Id. (emphasis added). Therefore, the SAB could sell the property based on “total value” and “the best interests of the state,” factors that would be determined by any methods chosen by the SAB itself.

In contrast, under 2002 PA 671 the SAB was required to obtain fair market value for the property, Id. at § 13(1), which would be determined after an appraisal. Id. at § 13(2). The sale was also required to “realize the highest price for the sale and the highest return to the state.” Id. at § 13(3).

The telling differences between 2004 PA 326 and 2002 PA 671 do not end there. Under 2004 PA 326, the sale of the property can occur through a competitive sealed bid process, a public auction, the use of a real estate brokerage system, or a negotiated sale process — i.e., discussions between the DMB and a single entity, such as the entity in the instant case, Toyota. Id. at § 2(3)(d). Under 2004 PA 326, the DMB, like the SAB, was permitted by the Legislature to consider amorphous criteria:

(d) A negotiated sale process conducted by the department of management and budget in a manner to provide the state with consideration for the property representing at least a fair exchange of value for value. In determining whether consideration for the property described in subsection (1) represents a fair exchange of value for value, the department may consider the highest return and best value to the state based on either or both of the following:

(i) The fair market value of the property described in subsection (1) as determined by an appraisal prepared for the department of management and budget by an independent appraiser.

(ii) The total value to the state of the sale of the property described in subsection (1) and the best interests of the state, including, but not limited to, any positive economic impact to the state likely to be generated by the proposed use of the property, especially economic impact resulting in the creation or retention of high-technology or highly skilled jobs or increased capital investment for research and development, as determined by the department.

Id. (emphasis added). But under 2002 PA 671, there was no “negotiated sale process” and again, the standard to be applied involved a concrete legislative guideline (the highest price for the land), not the vague and open-ended criteria listed above.

Yet another instructive difference between the two acts was that 2002 PA 671 required the state to retain mineral rights for the property. When Toyota made its unsuccessful $9,000,000 bid under the 2002 act, it did not agree to the state’s reservation of these mineral rights. Interestingly, 2004 PA 326 stated that the state “shall not reserve oil, gas, or mineral rights to property conveyed under this section,” Id. at § 2(8), although the state would be provided with one half of the revenue generated from any subsequent extraction of minerals from the property. Id.
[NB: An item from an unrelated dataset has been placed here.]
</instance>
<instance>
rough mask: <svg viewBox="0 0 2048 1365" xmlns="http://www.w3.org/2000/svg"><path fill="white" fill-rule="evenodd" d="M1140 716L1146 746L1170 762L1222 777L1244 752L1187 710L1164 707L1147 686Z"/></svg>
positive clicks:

This provision was not the only change that appears tailor-made for Toyota. The Legislature allowed the DMB to negotiate solely with a single party (in this case Toyota), and the Legislature likewise eliminated the requirement that the DMB obtain the best price for the land. This had the effect of removing DPG York, a demonstrably higher bidder, and other companies that were potentially higher bidders, from the process. The Legislature also agreed in 2004 PA 326 to pay any costs of preparing the property for sale, environmental remediation of the property, or litigation related to conveyance of the property. Id. at § 2(11). While any of these concessions would have been available to any buyer of the land, Toyota in particular faced the likelihood of litigation over conveyance of the property, given that DPG York had already filed suit against the state at the time this legislation was approved.